Banten, Peradaban Dunia yang Dihancurkan Oligarki..!

Di wilayah ini, pesona Peradaban Dunia terhampar begitu hebatnya. Kekayaan dan keunikan budayanya pun, punya daya tarik sendiri. Ditambah kearifan lokal masyarakatnya dalam mengatur tata ruang, telah menjaganya menjadi Peradaban Dunia yang paling lengkap dalam satu wilayah dan masih bisa dinikmati sampai saat ini.

Pernah kah kalian mendengar Situs Cibedug, sebuah situs prasejarah peninggalan Budaya Megalitikum berupa punden berundak enam teras yang terlihat di permukaan tanah dengan sejumlah altar dan menhir pada terasnya.

Pernah kah kalian mendengar Wewengkon Kanekes (Baduy) dan Kasepuhan Banten Kidul, sebuah masyarakat adat yang masih menjaga keseimbangan alamnya dan hidup berdampingan secara damai di lereng pegunungan Kendeng dan Halimun.

Pernah kah kalian mendengar Salakanagara, sebuah Kerajaan yang diyakini sebagai kerajaan paling awal di Nusantara dan dipercaya sebagai kerajaan leluhur suku Sunda, diperkirakan berdiri pada abad ke-2 Masehi.

Pernah kah kalian mendengar Kesultanan Banten, sebuah kerajaan yang berdiri pada abad ke-16 Masehi dan merupakan salah satu pusat peradaban Islam paling komplit di Dunia.

Pernah kah kalian mendengar VOC, sebuah kongsi dagang dari Belanda yang menghancurkan dan menghapuskan Kesultanan Banten dan menjajah Nusantara.

Semuanya itu ada di Banten, sebuah provinsi di ujung Barat Pulau Jawa hasil pemekaran dari Provinsi Jawa Barat tahun 2000.

Wewengkon Kanekes (Baduy) dan Kasepuhan Banten Kidul

Bermukim dalam tradisi masyarakat Banten tidak hanya sebagai tempat tinggal, di sinilah masyarakat melakukan ritual kehidupan. Ketika alam menyediakan sumber kehidupan, maka di situlah terjadi bentuk komunikasi antar individu, keluarga, masyarakat, sesama makhluk hidup dengan alam dan Penciptanya.

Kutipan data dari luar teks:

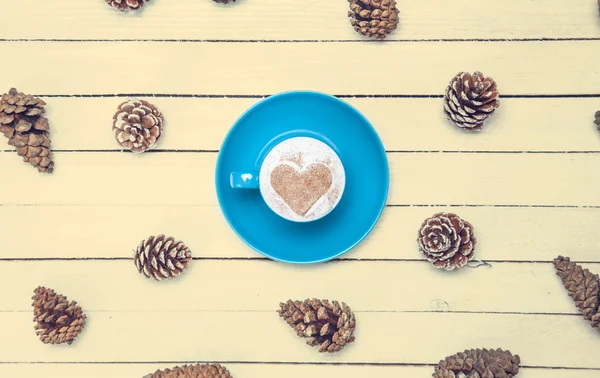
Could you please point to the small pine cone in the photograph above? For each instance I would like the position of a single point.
(193, 371)
(57, 320)
(479, 363)
(23, 122)
(328, 325)
(447, 241)
(583, 287)
(373, 18)
(470, 100)
(127, 5)
(161, 257)
(137, 125)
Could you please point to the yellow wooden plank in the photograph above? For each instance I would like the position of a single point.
(413, 338)
(534, 124)
(513, 234)
(264, 68)
(257, 370)
(248, 286)
(111, 178)
(289, 19)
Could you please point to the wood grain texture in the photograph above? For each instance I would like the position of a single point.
(252, 370)
(251, 68)
(234, 286)
(533, 124)
(528, 183)
(413, 338)
(503, 234)
(107, 178)
(290, 19)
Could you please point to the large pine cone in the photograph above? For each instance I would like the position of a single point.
(479, 363)
(161, 257)
(137, 125)
(126, 5)
(57, 320)
(373, 18)
(447, 241)
(23, 122)
(470, 100)
(193, 371)
(583, 287)
(329, 325)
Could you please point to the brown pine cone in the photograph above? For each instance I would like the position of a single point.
(127, 5)
(327, 325)
(373, 18)
(447, 241)
(57, 320)
(161, 257)
(479, 363)
(193, 371)
(23, 122)
(470, 100)
(137, 125)
(583, 287)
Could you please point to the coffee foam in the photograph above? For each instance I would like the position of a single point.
(300, 153)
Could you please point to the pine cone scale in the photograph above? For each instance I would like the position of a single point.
(326, 325)
(160, 257)
(54, 324)
(470, 99)
(23, 123)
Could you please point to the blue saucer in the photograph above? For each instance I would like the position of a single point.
(350, 135)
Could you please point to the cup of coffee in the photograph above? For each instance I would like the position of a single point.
(301, 179)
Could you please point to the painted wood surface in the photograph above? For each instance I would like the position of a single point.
(528, 183)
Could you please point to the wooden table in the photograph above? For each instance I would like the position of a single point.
(529, 183)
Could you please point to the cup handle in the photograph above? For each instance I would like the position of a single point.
(244, 180)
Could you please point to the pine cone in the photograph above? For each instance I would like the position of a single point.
(23, 122)
(58, 320)
(373, 18)
(583, 287)
(470, 100)
(193, 371)
(479, 363)
(327, 325)
(447, 241)
(160, 257)
(126, 5)
(137, 125)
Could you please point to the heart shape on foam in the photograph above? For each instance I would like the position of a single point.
(301, 189)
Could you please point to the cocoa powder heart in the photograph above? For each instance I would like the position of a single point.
(301, 189)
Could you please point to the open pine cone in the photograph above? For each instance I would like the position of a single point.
(479, 363)
(127, 5)
(137, 125)
(328, 325)
(447, 241)
(583, 286)
(470, 100)
(373, 18)
(57, 320)
(23, 122)
(193, 371)
(161, 257)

Tradisi tersebut tertuang dalam falsafah hidup “Leuweung Hejo Rakyat Ngejo“, Hutannya Hijau, Rakyatnya Makmur. Mereka punya kawasan yang disebut Tanah Tutupan, Titipan dan Olahan. Tanah Tutupan merupakan hutan yang boleh dimanfaatkan non kayunya. Luasnya ±51,2% dari luas kawasan tempat sumber air berada. Tanah Titipan adalah tanah yang dijaga dan dilestarikan untuk keseimbangan alam, berupa hutan dengan luas ±37,7% yang tidak boleh dimanfaatkan kayu dan non kayunya. Bahkan yang boleh memasukinya hanya Ketua Adat, itupun setahun sekali. Sisanya ±11,1% merupakan Tanah Olahan yang dimanfaatkan untuk perkampungan, persawahan dan lainnya.

Untuk Ketahanan Pangan, tahun 2012, Kasepuhan Banten Kidul menerima ‘Adhikarya Pangan Nusantara’ peringkat kesatu Nasional. Lahan persawahannya (±10,4%) mampu memenuhi lumbung padi (leuit) yang jumlahnya ribuan. Bahkan, ada padi yang usianya puluhan tahun masih layak dimakan dan dikeluarkan saat Upacara Seren Taun. Ini bukti hasil padinya melimpah dan tidak habis di makan sendiri walaupun panennya sekali setahun. 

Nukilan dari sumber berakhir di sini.